I went this year! It was great. I drove up with my sister K. because she is a super-talented knitress and as opposed to me who goes for the sheep-petting, she actually goes to buy yarn like a normal person. This is some of her work:
Yeah. She’s amazing. Anyway, we went up and I saw some excellent work. I considered walking up to several people wearing beautiful handmade sweaters/shawls/gloves/etc. and thanking them for making and sharing these wonderful pieces with the world, but then I decided that that would be way too weird even for me, even for the RSnWF. And let me tell you the RSnWF can get mighty weird. One example that immediately comes to mind is when I walked up to a woman, a professional woman, a woman manning a booth filled with wooly products for sale. She had a two-year-old child sitting on the counter in front of her and while this woman was talking to a client the child pulled up her shirt and was nursing from one of her breasts while finger-playing with the other nipple. All of her goods and services were hanging out into the great wide open and I mentally shut down. It was like seeing a griffin*. I’m all for breastfeeding but this was waaaaaaay too much. I think I got boobPTSD from that experience. My point is that one could walk up to a stranger at the festival and compliment their knittery without being the oddest thing that happens to them that day. BY A LOT.

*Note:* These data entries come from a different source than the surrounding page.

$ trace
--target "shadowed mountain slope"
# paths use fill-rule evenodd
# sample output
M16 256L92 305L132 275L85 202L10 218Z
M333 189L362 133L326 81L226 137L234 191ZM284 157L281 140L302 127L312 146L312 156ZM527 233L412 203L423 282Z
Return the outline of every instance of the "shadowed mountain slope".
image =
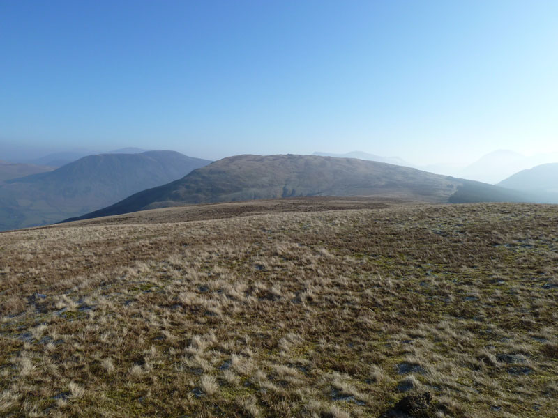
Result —
M498 185L534 193L558 194L558 163L544 164L523 170L501 181Z
M179 178L209 161L174 151L84 157L0 187L0 229L59 222Z
M464 187L467 193L460 192ZM478 196L477 189L481 191ZM487 190L494 192L492 196ZM312 196L382 196L432 203L448 202L452 196L455 203L529 200L501 187L377 162L248 155L216 161L180 180L66 220L184 204Z

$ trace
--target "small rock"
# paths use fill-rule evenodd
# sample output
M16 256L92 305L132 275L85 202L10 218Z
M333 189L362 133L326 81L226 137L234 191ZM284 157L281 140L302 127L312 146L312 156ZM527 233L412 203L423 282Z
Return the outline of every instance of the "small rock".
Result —
M430 392L425 392L422 395L405 396L395 404L395 409L413 417L421 417L428 410L431 401Z

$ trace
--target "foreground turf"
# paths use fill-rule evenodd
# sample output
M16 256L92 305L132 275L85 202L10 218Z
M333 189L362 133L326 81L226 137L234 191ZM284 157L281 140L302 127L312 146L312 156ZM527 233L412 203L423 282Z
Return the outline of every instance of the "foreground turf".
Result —
M0 416L556 417L558 208L0 234Z

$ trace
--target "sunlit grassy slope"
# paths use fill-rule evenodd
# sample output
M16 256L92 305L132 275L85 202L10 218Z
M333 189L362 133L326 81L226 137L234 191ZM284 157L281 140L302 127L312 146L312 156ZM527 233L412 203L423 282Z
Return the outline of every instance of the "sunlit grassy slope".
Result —
M557 207L313 201L0 234L0 416L558 416Z

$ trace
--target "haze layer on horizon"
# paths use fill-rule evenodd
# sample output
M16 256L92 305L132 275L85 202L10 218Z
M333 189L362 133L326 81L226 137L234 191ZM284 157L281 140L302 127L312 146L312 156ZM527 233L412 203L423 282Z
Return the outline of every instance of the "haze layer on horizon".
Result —
M0 15L4 153L558 151L555 1L18 1Z

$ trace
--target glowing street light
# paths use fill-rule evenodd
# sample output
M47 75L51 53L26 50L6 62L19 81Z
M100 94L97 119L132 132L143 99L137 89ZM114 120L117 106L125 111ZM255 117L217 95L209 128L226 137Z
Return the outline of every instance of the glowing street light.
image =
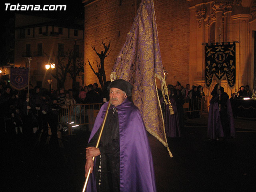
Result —
M55 68L55 64L54 63L50 63L49 64L46 64L45 65L45 68L48 70L50 71L50 80L48 80L48 82L49 84L49 91L50 93L51 92L52 90L52 80L51 79L51 73L52 72L52 70L54 69Z

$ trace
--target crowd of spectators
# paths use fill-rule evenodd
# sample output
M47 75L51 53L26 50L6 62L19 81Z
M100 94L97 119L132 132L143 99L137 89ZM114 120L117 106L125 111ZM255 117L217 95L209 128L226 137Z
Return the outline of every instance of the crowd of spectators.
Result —
M109 83L109 82L107 82ZM17 91L9 85L0 84L0 123L2 130L16 134L33 134L40 130L57 137L58 115L61 107L76 104L102 103L109 100L107 93L95 83L75 90L48 90L30 85ZM103 98L103 97L104 97Z
M4 124L6 131L9 130L19 133L36 133L43 130L46 132L48 124L54 136L56 135L58 111L54 109L60 105L66 106L76 104L102 103L109 100L107 82L103 90L94 83L84 87L80 86L73 90L65 90L61 88L58 90L48 90L38 86L29 86L29 97L27 97L27 88L17 91L11 86L0 84L0 120ZM200 117L198 104L196 106L193 101L202 98L205 94L201 85L193 85L190 89L190 84L184 87L179 82L175 85L167 86L169 97L175 101L174 104L177 108L180 126L184 125L184 119ZM241 86L237 95L232 94L230 98L234 117L236 116L236 101L244 97L251 97L252 91L248 85ZM183 104L189 103L190 110L197 110L184 113Z

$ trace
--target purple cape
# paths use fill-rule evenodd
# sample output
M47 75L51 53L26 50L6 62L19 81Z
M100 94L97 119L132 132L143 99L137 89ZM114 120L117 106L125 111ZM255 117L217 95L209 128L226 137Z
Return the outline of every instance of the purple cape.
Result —
M227 106L228 117L227 120L228 122L230 135L227 135L226 136L227 137L234 138L236 132L234 124L232 109L229 99L227 100ZM217 102L213 104L211 103L210 105L208 116L207 136L209 138L211 139L215 139L217 137L224 137L224 136L223 128L220 122L219 106Z
M108 104L101 108L89 142L101 126ZM120 192L155 192L151 151L140 111L127 98L116 108L119 123ZM96 192L94 171L90 178L87 192Z

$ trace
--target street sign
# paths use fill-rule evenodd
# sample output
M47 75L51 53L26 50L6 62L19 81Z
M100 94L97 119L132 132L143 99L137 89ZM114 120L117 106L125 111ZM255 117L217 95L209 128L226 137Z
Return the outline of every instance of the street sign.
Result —
M47 80L47 81L49 83L49 84L50 85L52 83L52 80Z

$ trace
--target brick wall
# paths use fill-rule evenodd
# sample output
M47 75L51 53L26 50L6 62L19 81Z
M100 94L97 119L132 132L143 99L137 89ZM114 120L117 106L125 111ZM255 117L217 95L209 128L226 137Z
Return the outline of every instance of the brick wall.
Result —
M89 59L96 71L98 52L104 50L102 42L111 51L105 60L107 80L115 60L124 45L133 22L138 0L99 0L85 7L85 84L98 81L88 64ZM138 2L138 3L137 3ZM156 16L163 66L168 71L167 84L189 81L189 12L186 0L155 0ZM120 32L119 32L120 31ZM93 62L94 64L93 64Z

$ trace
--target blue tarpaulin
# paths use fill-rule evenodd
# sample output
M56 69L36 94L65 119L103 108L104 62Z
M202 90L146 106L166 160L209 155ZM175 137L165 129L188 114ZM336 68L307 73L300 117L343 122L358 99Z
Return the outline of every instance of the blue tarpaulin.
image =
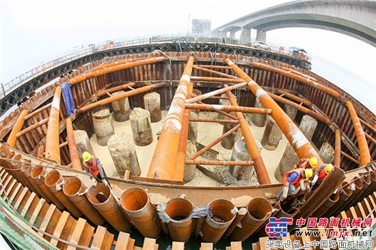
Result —
M69 82L67 81L63 83L61 87L66 109L66 116L68 117L75 113L75 102L73 102L73 97L72 96Z

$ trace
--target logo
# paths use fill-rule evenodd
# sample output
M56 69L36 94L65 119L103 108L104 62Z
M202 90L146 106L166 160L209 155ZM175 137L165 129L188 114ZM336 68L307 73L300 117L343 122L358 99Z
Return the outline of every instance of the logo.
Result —
M269 223L265 227L265 232L271 238L280 238L281 236L287 237L287 225L293 225L293 218L269 217Z

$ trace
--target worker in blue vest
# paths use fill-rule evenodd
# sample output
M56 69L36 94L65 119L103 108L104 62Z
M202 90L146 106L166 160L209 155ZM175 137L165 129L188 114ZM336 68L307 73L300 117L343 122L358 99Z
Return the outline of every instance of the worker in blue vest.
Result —
M286 173L283 176L284 186L277 195L277 200L283 201L287 197L287 195L295 191L295 188L297 188L299 185L301 191L306 191L304 180L310 178L312 175L313 171L311 169L296 169Z

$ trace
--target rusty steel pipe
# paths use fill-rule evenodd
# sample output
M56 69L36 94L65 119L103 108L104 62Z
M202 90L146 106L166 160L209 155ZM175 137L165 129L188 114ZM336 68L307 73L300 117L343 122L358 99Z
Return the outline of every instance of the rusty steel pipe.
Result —
M63 192L64 178L57 170L52 169L44 178L44 184L50 191L59 202L77 218L82 216L82 212L77 208Z
M127 233L131 232L131 223L111 194L109 186L105 186L103 183L98 183L95 186L92 186L88 192L88 199L116 230Z
M126 64L126 63L129 63L129 62L131 62L133 61L133 59L126 59L124 60L113 61L113 62L111 62L111 63L108 63L108 64L106 64L99 65L98 66L94 67L92 69L92 71L99 70L101 70L101 69L105 68L110 68L110 67L116 66L117 65L120 65L120 64Z
M148 171L148 178L173 180L174 176L185 105L193 61L193 57L188 59L171 102ZM183 178L176 180L183 180Z
M76 113L79 114L81 113L89 111L89 110L92 109L94 108L96 108L97 107L103 106L105 105L111 103L111 102L114 102L116 100L118 100L126 98L126 97L132 96L134 96L134 95L139 94L139 93L146 92L147 91L154 89L157 88L157 87L163 87L165 85L166 85L165 83L152 84L152 85L148 85L148 86L144 86L144 87L139 87L138 89L135 89L135 90L127 91L126 92L124 92L124 93L120 94L118 95L113 96L111 96L111 97L109 97L109 98L107 98L105 99L98 100L98 102L94 102L94 103L81 107L81 108L78 109L76 111Z
M172 240L185 242L191 238L193 219L188 217L193 209L193 205L188 199L174 198L168 201L165 213L171 218L167 225Z
M225 139L226 137L227 137L228 136L229 136L230 135L235 132L240 127L241 127L241 124L237 124L234 128L231 128L230 130L227 131L226 133L225 133L224 134L223 134L222 135L221 135L220 137L219 137L218 138L217 138L216 139L215 139L214 141L213 141L212 142L206 145L205 147L202 148L201 150L198 150L198 152L192 154L191 156L189 156L189 160L196 159L197 157L200 156L201 154L204 154L205 152L208 151L209 149L213 148L215 144L218 143L221 140L223 140L224 139Z
M81 212L96 225L105 223L105 219L92 206L85 195L86 186L77 177L66 179L63 184L63 192Z
M271 113L273 119L278 124L288 142L297 152L299 158L314 156L317 158L317 165L321 166L323 164L323 160L295 122L291 120L283 109L251 77L232 61L228 59L226 62L232 68L238 76L248 83L248 87L260 100L263 105L267 109L273 110Z
M108 74L108 73L111 73L111 72L116 72L119 70L122 70L126 68L133 68L135 66L139 66L150 64L155 64L157 62L163 61L165 60L165 57L159 57L146 59L139 60L137 61L132 61L128 64L124 64L117 65L109 68L103 68L101 70L98 70L94 72L85 73L82 75L74 77L69 80L69 83L72 86L76 83L81 83L85 80L90 79L93 77L102 76L105 74Z
M358 139L358 145L359 148L360 153L360 165L359 167L362 167L368 165L372 161L372 158L371 157L371 154L369 152L369 148L367 143L367 139L364 136L364 131L359 120L359 117L356 114L356 111L355 110L353 104L349 100L346 103L349 111L350 112L350 115L351 116L351 120L355 128L355 132L356 133L356 139Z
M193 92L193 83L190 83L188 86L188 94L187 98L189 98L192 97ZM189 115L191 110L185 109L184 111L184 115L183 117L182 128L180 130L180 135L179 138L179 144L178 145L178 154L176 155L176 163L175 163L175 173L173 177L174 180L183 180L184 179L184 171L185 168L185 164L184 159L185 159L187 152L187 141L188 140L188 132L189 130Z
M52 105L52 103L49 103L48 105L46 105L36 110L34 110L33 112L30 113L29 115L26 115L25 117L25 120L27 120L33 116L34 116L35 115L36 115L37 113L39 113L40 112L42 112L42 111L44 111L44 109L47 109L48 108L49 108Z
M30 176L34 182L39 186L42 191L49 197L49 199L60 210L65 208L65 206L57 199L55 195L44 184L44 176L46 175L44 169L42 166L34 166Z
M126 189L120 196L120 206L144 237L157 238L161 232L156 208L148 193L139 187Z
M185 101L185 103L198 102L200 100L205 100L206 98L209 98L209 97L219 95L221 94L225 93L226 91L231 91L232 89L237 89L238 87L245 86L246 85L247 85L247 83L244 82L244 80L242 80L241 83L234 84L233 85L231 85L227 87L222 87L221 89L219 89L208 93L205 93L200 96L195 96L193 98L187 100Z
M30 132L32 130L36 129L36 128L38 128L38 127L41 126L42 125L46 124L47 122L49 122L49 119L50 119L49 117L46 117L46 119L42 120L40 122L35 123L33 125L31 125L31 126L29 126L29 127L27 127L25 129L23 129L22 130L21 130L20 132L18 132L18 133L16 134L16 137L18 138L18 137L21 137L21 135L23 135L26 134L27 133Z
M62 88L57 87L55 89L52 105L50 110L49 125L47 126L47 135L46 135L46 146L44 148L44 157L62 164L60 158L60 148L59 145L59 119L60 110L60 97Z
M122 85L116 86L105 90L98 91L98 92L96 93L96 95L98 96L103 96L107 94L107 93L113 93L115 92L122 90L124 89L128 88L129 87L133 87L136 84L135 83L125 83L125 84L123 84Z
M247 205L247 214L241 220L241 227L236 227L230 236L232 240L243 241L250 236L271 214L271 205L264 198L254 198Z
M223 111L265 113L268 115L270 115L271 113L271 109L268 109L254 108L251 107L241 107L241 106L233 107L233 106L228 106L228 105L207 105L207 104L197 104L197 103L187 103L185 105L185 109L209 110L209 111L214 111L219 110Z
M237 120L227 119L206 119L190 117L189 122L222 122L222 123L239 123Z
M206 68L202 68L202 67L198 66L196 65L193 65L193 68L196 69L196 70L201 70L201 71L204 71L204 72L208 72L208 73L211 73L213 74L217 74L217 75L220 76L221 77L230 78L230 79L239 79L239 78L237 77L234 77L234 76L232 76L231 74L225 74L225 73L222 73L222 72L218 72L218 71L209 70L209 69L207 69Z
M238 105L237 99L234 97L232 93L231 93L230 91L228 91L226 94L230 98L230 103L231 103L231 105L237 107ZM258 148L256 144L256 141L254 141L254 138L251 133L248 123L244 118L243 113L236 112L236 115L239 119L240 128L241 129L244 140L245 141L245 144L247 144L247 148L250 152L251 159L254 161L254 171L256 172L256 175L258 179L258 182L261 185L271 184L271 181L269 177L265 165L264 164L264 161L263 160L260 151L258 150Z
M334 161L333 165L340 169L340 131L336 129L336 139L334 142Z
M296 102L291 102L291 100L288 100L287 99L285 99L283 97L280 97L280 96L278 96L277 95L275 95L274 94L271 94L270 92L267 92L267 93L275 100L278 101L278 102L282 102L283 104L286 104L288 106L291 106L293 108L295 108L297 109L297 110L308 115L310 115L312 116L312 117L314 117L321 122L323 122L323 123L325 123L325 124L327 124L327 125L330 125L330 124L332 123L332 121L330 121L330 119L329 119L328 117L325 117L324 115L320 115L319 113L317 113L312 110L310 110L310 109L307 109L301 105L299 105L299 104L296 103Z
M299 96L295 96L293 94L290 94L290 93L286 92L285 91L283 91L282 89L277 90L277 93L278 93L280 94L283 94L284 96L286 96L286 97L287 97L290 99L293 99L294 100L296 100L297 102L299 102L300 103L303 103L306 106L310 107L311 105L312 105L311 102L310 102L309 100L306 100L306 99L303 99L303 98L301 98Z
M211 81L217 83L243 83L241 79L232 79L230 78L221 78L221 77L191 77L192 81Z
M248 166L254 164L253 161L204 161L185 159L185 164L187 165L242 165Z
M70 156L70 162L72 163L72 168L77 170L83 170L81 165L79 151L75 139L75 133L73 133L73 126L72 125L72 120L70 117L67 117L66 121L66 139L68 141L68 147L69 148L69 155Z
M312 86L313 87L315 87L318 89L320 89L327 94L329 94L330 95L331 95L332 96L334 96L336 98L339 98L340 97L340 94L338 92L337 92L335 90L333 90L322 84L320 84L319 83L317 83L316 81L312 81L309 78L306 78L306 77L301 77L301 76L299 76L299 74L294 74L294 73L292 73L291 72L288 72L288 71L286 71L286 70L281 70L280 68L276 68L276 67L273 67L273 66L269 66L269 65L267 65L267 64L260 64L260 63L257 63L257 62L252 62L251 63L251 65L254 67L256 67L256 68L261 68L261 69L263 69L263 70L269 70L269 71L271 71L271 72L276 72L276 73L279 73L282 75L284 75L284 76L286 76L287 77L291 77L293 79L295 79L295 80L297 80L303 83L306 83L310 86Z
M16 143L17 142L17 137L16 135L22 130L22 127L25 123L25 117L27 115L27 110L24 109L20 113L18 118L17 118L12 131L10 131L10 134L8 137L7 144L10 147L14 148L16 146Z
M213 218L209 216L205 218L202 229L202 240L215 244L219 240L235 219L237 210L232 202L224 199L211 201L209 206ZM216 219L223 222L219 222Z

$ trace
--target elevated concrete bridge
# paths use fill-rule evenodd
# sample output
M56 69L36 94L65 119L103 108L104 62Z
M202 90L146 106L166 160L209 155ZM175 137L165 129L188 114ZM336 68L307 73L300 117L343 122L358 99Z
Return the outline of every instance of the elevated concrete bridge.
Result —
M256 40L266 42L268 31L289 27L310 27L341 33L376 46L376 1L304 0L283 3L241 17L212 31L217 37L250 42L251 29Z

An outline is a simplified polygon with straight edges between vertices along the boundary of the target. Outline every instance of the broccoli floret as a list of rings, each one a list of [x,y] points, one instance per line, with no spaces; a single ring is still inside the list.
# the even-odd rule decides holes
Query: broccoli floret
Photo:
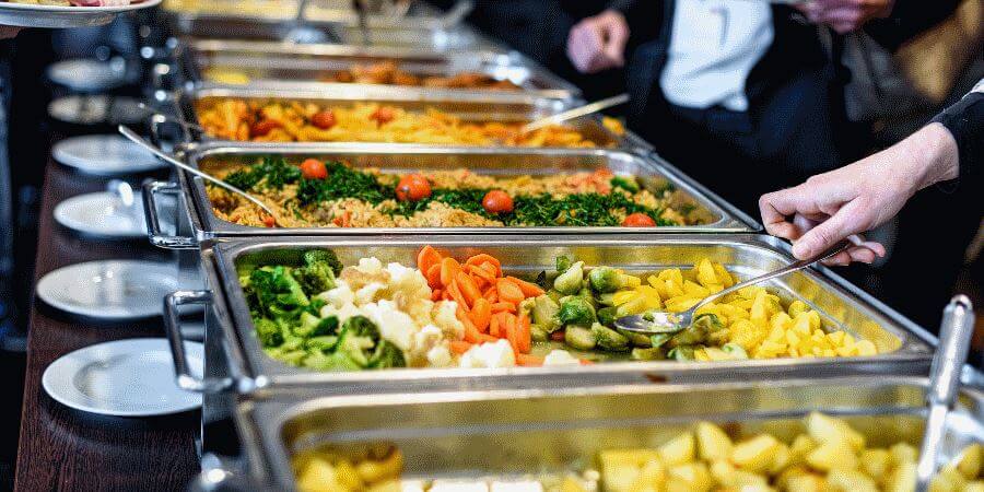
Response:
[[[566,297],[557,314],[563,325],[591,326],[595,323],[595,308],[584,297]]]
[[[259,338],[260,345],[273,348],[283,344],[283,332],[280,330],[280,325],[267,318],[256,319],[254,325],[256,325],[256,336]]]

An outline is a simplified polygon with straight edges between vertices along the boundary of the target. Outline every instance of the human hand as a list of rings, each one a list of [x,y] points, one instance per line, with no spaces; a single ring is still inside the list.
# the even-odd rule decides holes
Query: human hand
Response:
[[[759,199],[769,234],[793,242],[793,255],[810,258],[852,234],[888,222],[919,189],[957,177],[957,142],[929,125],[885,151]],[[885,246],[866,242],[828,265],[870,263]]]
[[[567,58],[582,73],[597,73],[625,65],[629,23],[616,10],[587,17],[567,35]]]
[[[892,5],[893,0],[809,0],[797,8],[810,22],[846,34],[857,31],[871,19],[888,16]]]

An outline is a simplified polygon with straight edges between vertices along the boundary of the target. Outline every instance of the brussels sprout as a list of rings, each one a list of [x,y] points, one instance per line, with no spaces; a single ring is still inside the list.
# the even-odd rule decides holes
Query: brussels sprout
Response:
[[[530,318],[532,318],[534,325],[537,325],[547,330],[547,332],[552,333],[561,327],[561,321],[558,317],[559,313],[560,305],[552,298],[550,298],[550,296],[544,294],[534,300]]]
[[[656,347],[649,349],[635,348],[632,349],[630,355],[633,361],[661,361],[666,359],[666,351]]]
[[[598,347],[605,350],[616,352],[629,350],[628,338],[611,328],[601,326],[600,323],[591,325],[591,333],[594,333],[595,338],[598,340]]]
[[[547,330],[540,325],[530,325],[529,326],[529,337],[532,341],[544,342],[550,339],[551,331]]]
[[[598,309],[598,323],[605,326],[613,326],[614,320],[619,317],[616,315],[616,308],[612,306]]]
[[[578,261],[566,269],[553,281],[553,288],[562,294],[576,294],[584,281],[584,261]]]
[[[564,342],[573,349],[591,350],[598,344],[598,339],[590,329],[579,326],[569,326],[564,330]]]
[[[566,256],[559,256],[557,257],[554,265],[557,265],[557,271],[559,273],[565,272],[569,268],[571,268],[571,258],[567,258]]]
[[[613,293],[625,286],[625,274],[611,267],[597,267],[588,273],[588,282],[595,292]]]
[[[596,319],[595,308],[584,297],[566,297],[561,303],[557,318],[563,325],[590,326]]]

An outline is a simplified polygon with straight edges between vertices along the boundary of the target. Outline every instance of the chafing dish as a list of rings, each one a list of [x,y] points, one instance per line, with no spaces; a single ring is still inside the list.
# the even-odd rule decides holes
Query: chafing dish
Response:
[[[305,227],[305,229],[269,229],[250,227],[233,224],[215,216],[209,200],[206,185],[201,178],[181,175],[178,184],[149,184],[144,187],[144,203],[149,211],[148,224],[151,242],[163,247],[197,247],[198,243],[214,237],[233,236],[283,236],[283,235],[352,235],[378,234],[391,236],[421,234],[477,234],[477,233],[570,233],[597,234],[620,233],[640,234],[641,232],[679,233],[679,232],[749,232],[759,229],[751,218],[727,204],[700,185],[693,183],[676,171],[657,164],[652,159],[630,152],[598,149],[509,149],[482,150],[476,148],[433,148],[429,145],[337,145],[318,144],[306,147],[277,147],[269,144],[206,143],[189,149],[186,154],[188,164],[203,171],[214,171],[230,164],[255,162],[258,156],[280,154],[290,161],[301,162],[306,157],[348,162],[356,168],[377,167],[391,173],[409,173],[420,169],[455,169],[467,168],[479,174],[490,175],[551,175],[561,172],[593,172],[607,168],[616,174],[632,174],[651,190],[661,190],[668,186],[677,189],[673,200],[678,207],[693,207],[694,216],[704,219],[702,225],[660,226],[655,230],[639,227],[401,227],[401,229],[352,229],[352,227]],[[154,216],[157,207],[154,204],[159,195],[183,191],[190,207],[192,236],[169,236],[162,234]]]
[[[581,92],[518,52],[452,51],[366,47],[353,45],[284,45],[283,43],[230,39],[189,39],[183,54],[188,77],[196,82],[272,85],[325,82],[356,66],[394,62],[415,77],[452,77],[475,72],[509,81],[523,92],[548,98],[573,99]],[[460,89],[461,92],[485,92]],[[505,92],[505,91],[500,91]],[[507,92],[508,93],[508,92]]]
[[[774,280],[770,286],[780,296],[800,300],[818,311],[827,327],[844,329],[870,340],[879,355],[844,359],[776,359],[721,363],[609,362],[587,366],[509,367],[497,370],[390,370],[358,373],[319,373],[288,366],[265,354],[239,285],[238,271],[263,261],[290,263],[309,248],[331,248],[344,265],[362,257],[375,256],[382,261],[414,265],[417,251],[433,245],[464,258],[485,251],[503,261],[504,269],[530,274],[553,265],[559,255],[572,255],[589,265],[611,265],[632,271],[651,271],[687,266],[700,258],[721,262],[742,278],[792,262],[792,256],[771,237],[754,235],[676,235],[676,236],[435,236],[396,239],[393,237],[337,237],[243,239],[214,245],[214,259],[220,279],[210,285],[222,285],[221,293],[185,292],[176,304],[211,300],[212,308],[223,319],[226,339],[238,348],[236,360],[242,376],[221,382],[261,394],[268,388],[316,388],[324,394],[364,394],[368,391],[409,391],[427,388],[462,389],[468,387],[550,388],[602,383],[639,383],[659,380],[686,383],[766,377],[829,377],[835,375],[919,374],[928,368],[933,337],[891,308],[843,281],[825,269],[805,270]],[[175,306],[169,309],[173,311]],[[179,324],[167,323],[172,337],[178,337]],[[175,340],[176,343],[176,340]],[[174,344],[180,356],[180,343]],[[186,387],[201,388],[190,374],[181,374]]]
[[[250,477],[276,490],[295,488],[291,457],[297,453],[380,443],[402,452],[403,480],[508,481],[591,468],[600,449],[655,447],[699,420],[740,435],[790,435],[804,431],[806,414],[822,411],[848,421],[871,446],[917,446],[926,385],[914,377],[851,377],[371,398],[302,393],[241,405],[236,420]],[[961,394],[945,458],[984,440],[981,398],[976,390]]]

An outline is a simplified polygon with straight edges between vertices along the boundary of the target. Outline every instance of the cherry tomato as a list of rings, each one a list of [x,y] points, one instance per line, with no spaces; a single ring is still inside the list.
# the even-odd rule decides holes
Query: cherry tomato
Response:
[[[501,189],[493,189],[482,198],[482,208],[489,213],[509,213],[513,211],[513,197]]]
[[[656,221],[654,221],[652,216],[640,212],[629,214],[629,216],[622,221],[623,227],[653,227],[655,225]]]
[[[431,196],[431,183],[419,174],[408,174],[397,184],[397,199],[419,201]]]
[[[396,118],[396,114],[393,112],[393,108],[385,106],[374,110],[373,114],[370,115],[370,119],[375,120],[380,126],[393,121],[394,118]]]
[[[315,113],[315,115],[311,117],[311,124],[323,130],[327,130],[335,126],[335,113],[331,109]]]
[[[261,119],[249,129],[249,136],[253,138],[265,137],[267,133],[273,131],[274,128],[280,128],[280,121]]]
[[[301,163],[301,175],[305,179],[325,179],[328,177],[328,168],[317,159],[306,159]]]

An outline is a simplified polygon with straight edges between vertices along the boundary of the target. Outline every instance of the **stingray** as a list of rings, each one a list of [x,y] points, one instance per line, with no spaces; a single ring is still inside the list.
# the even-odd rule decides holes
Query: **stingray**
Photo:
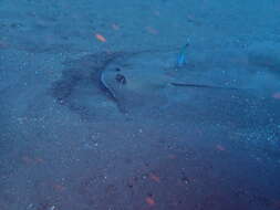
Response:
[[[112,113],[110,98],[117,109],[127,114],[139,106],[160,106],[166,95],[163,90],[197,87],[237,90],[211,84],[182,82],[188,75],[188,65],[176,69],[178,48],[143,50],[138,52],[100,52],[68,60],[60,80],[52,84],[52,96],[82,117],[96,116],[102,108]],[[125,80],[122,83],[117,75]],[[184,75],[184,76],[182,76]],[[110,114],[108,114],[110,115]]]

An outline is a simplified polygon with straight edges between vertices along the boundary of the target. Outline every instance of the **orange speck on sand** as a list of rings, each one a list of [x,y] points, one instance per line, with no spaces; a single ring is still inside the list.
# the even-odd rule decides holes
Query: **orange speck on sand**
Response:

We hit up a couple of specific shops K. wanted to purchase products from, one of which was Fiber Optic. They sell yarn groupings that gradually change from one color to another so you can make ombre-type scarfs. I LURVE me some ombre so I loitered outside their booth staring at the examples they had pinned up. So good.
Other neat things I saw at the RSnWF: this sweater.
This shorn roving with pictures of the sheepies that it was shorned from which makes me want to buy this fleece even though it’s probably greasy (lanolin) and I have zero use for it.
The truth was I did end up buying some roving because I have a very special project in mind. Let’s start at the beginning. When my friend Ness turned 30 she and a bunch of her chums went to New Orleans to celebrate what she called her Dirty Thirty. At this exact time a hurricane had passed through the delta and drowned thousands of nutria (a giant South-American rat) and these nutria corpses were washing up on the beaches. I could not stop talking about it. So, in order to make Ness’ trip even more memorable, every time she would post something on Facebook I would comment with something about nutria. No context, no explanation. Every time.
Then I started photoshopping her pictures.
I was shocked she didn’t come back and stab me in the face with a collectible plastic margarita glass shaped like a fleur de lis. I honestly expected the stabbing but I still couldn’t stop myself. Now Ness is getting married in May and the wedding is going to be in New Orleans, her reasoning being “it’s equally inconvenient from people on both the East and West Coast.” I cannot let this opportunity pass. I am making myself a Southern church-going hat to wear to the wedding and on top (you guessed it) will be a six-inch nutria doll made of felt. In order to make this felted nutria I bought some brown roving from a llama (no lanolin so naturally dry and clean) with tiny sparkly threads woven in. It’s going to be glorious. Get ready.
*”Is that half eagle, half lion? What’s going on with its front legs? I have so many questions and I cannot physically stare hard enough at this.”